Courting Axiom With Folly Since 2005.

Thursday, December 01, 2005

I Am A Dog Psychic, (A-Be).

Have you ever looked a dog in its soulful, liquid eyes and wondered, hey, what’s that dog thinking? I haven’t. I am a Dog Psychic.

Much like a dog dressed up like a cat dressed up like a pregnant nun for Halloween, I have found my “gift” to be equal parts blessing and curse. There are times at which I don’t want to know what a dog is thinking and would rather concentrate on, say, eating my sandwich in peace instead of clotting my mind with swirling doggy thoughts. For this reason, I only dine at restaurants with strict anti-dog policies. And always away from windows, which naturally, dog thoughts pass through as if the glass were cheesecloth.

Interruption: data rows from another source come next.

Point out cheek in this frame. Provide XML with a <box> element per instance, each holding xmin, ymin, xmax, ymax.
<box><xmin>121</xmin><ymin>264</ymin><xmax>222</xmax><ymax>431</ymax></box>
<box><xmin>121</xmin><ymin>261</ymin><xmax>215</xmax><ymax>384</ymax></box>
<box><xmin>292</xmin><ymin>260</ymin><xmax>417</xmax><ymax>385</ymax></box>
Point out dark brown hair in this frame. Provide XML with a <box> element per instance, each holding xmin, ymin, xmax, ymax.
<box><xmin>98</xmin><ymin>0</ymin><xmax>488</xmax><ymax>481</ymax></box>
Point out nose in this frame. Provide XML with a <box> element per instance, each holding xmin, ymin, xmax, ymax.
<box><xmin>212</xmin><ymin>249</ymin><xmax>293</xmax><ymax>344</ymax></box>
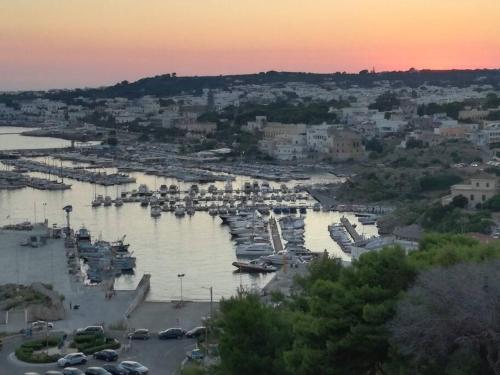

Regardless, like all great “gifts”, mine was meant to share. Please enjoy the below dog thoughts by breed. You may be surprised at what “Man’s Best Friend” is thinking…

AIREDALE TERRIER:
Think mostly about squirrels and their delicious tails.

AKITA:
Think in Japanese.

ALASKAN MALAMUTE:
Self-centered, so usually about themselves.

AMERICAN FOXHOUND:
Mostly think about dog food commercials, which they apparently feel are unrealistic.
And foxes. Always foxes.

AUSTRALIAN CATTLE DOG:
You’d guess Australian cattle. You’d be wrong.

BASSET HOUND:
Pipe smoking. At one point all Basset Hounds must have been pipe-smokers, and now they miss it terribly.

BEAGLE:
The Travesty That Is Snoopy. Beagles tried for many decades to assassinate the Late C. Schulz, always in vain. His work remains an obsession of the breed. Schulz may be dead, but anytime “Peanuts” is read, a beagle somewhere is howling in grief, baying at the moon of his incessant memory.